Сверх того, для верности, чтобы укрепить союз, мы приворожили Филиппа, однако это было почти излишним; сама Олимпиада, с помощью расточаемых ею милостей и осторожных отказов очаровала регента Македонии. Филипп расставался с нею лишь для того, чтобы снова ждать встречи, его взор не обращался более к другим девицам, от зари и до зари он был погружен в воспоминания о прошедшей ночи, и нетерпение, с которым он ожидал начала мистерий, и то, как он пробирался в первые ряды зрителей, и глубокие вздохи умиротворения и надежды, вырывавшиеся из его груди, лишь только появлялась Олимпиада, бледная и хрупкая, обвитая перламутровыми змеиными кольцами, – все это говорило о том, насколько он привязался к ней.
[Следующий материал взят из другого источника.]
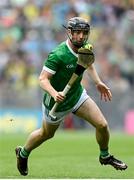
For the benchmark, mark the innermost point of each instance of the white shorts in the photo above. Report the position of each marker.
(61, 115)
Каждый вечер роль Адама исполнял новый жрец. Однажды, когда Олимпиада ушла за занавеси, а я стоял перед входом в храм, сквозь оглушительный грохот кимвал и трещоток, усиленный эхом зала, из глубины донеслись до меня заклинения Олимпиады: "Дух ослепительного Амона, снизойди на рабу твою, окажи честь супруге твоей. Подари ей сына, который будет посвящен тебе, который будет твоей десницей на Земле. Чтобы царствовал он над людьми, чтобы царствовал он над народами. Ослепительный дух Амона, ослепительный дух Зевса, снизойди на рабу твою. Чтобы сын твой стал великим, чтобы сын твой стал благородным, чтобы сын твой стал царем, чтобы явил он твою мощь, чтобы стал он защитником твоей веры, богоравным властителем царств".
Потом она произносила лишь имя Амона, непрестанно повторяя его в ритме священных песнопений.
На одиннадцатую ночь, когда мистерии окончились, Олимпиада, по нашему совету, согласилась отдаться Филиппу; тот на следующее утро объявил, что намерен сочетаться с нею законным браком.
Услышав эту новость, Антипий Премудрый принялся кричать, что Филипп либо сошел с ума, либо его околдовали, пользуясь его склонностью к сладострастию. "Если уж она так тебе нравится, то возьми ее с собой как наложницу. А еще, зная тебя, бьюсь об заклад, что прельщаться ты ею будешь недолго".
Филипп отвечал, что этого быть не может и что, поскольку Олимпиада – одновременно и царевна, и жрица, то он обязан на ней жениться, если хочет, чтобы она покинула храм.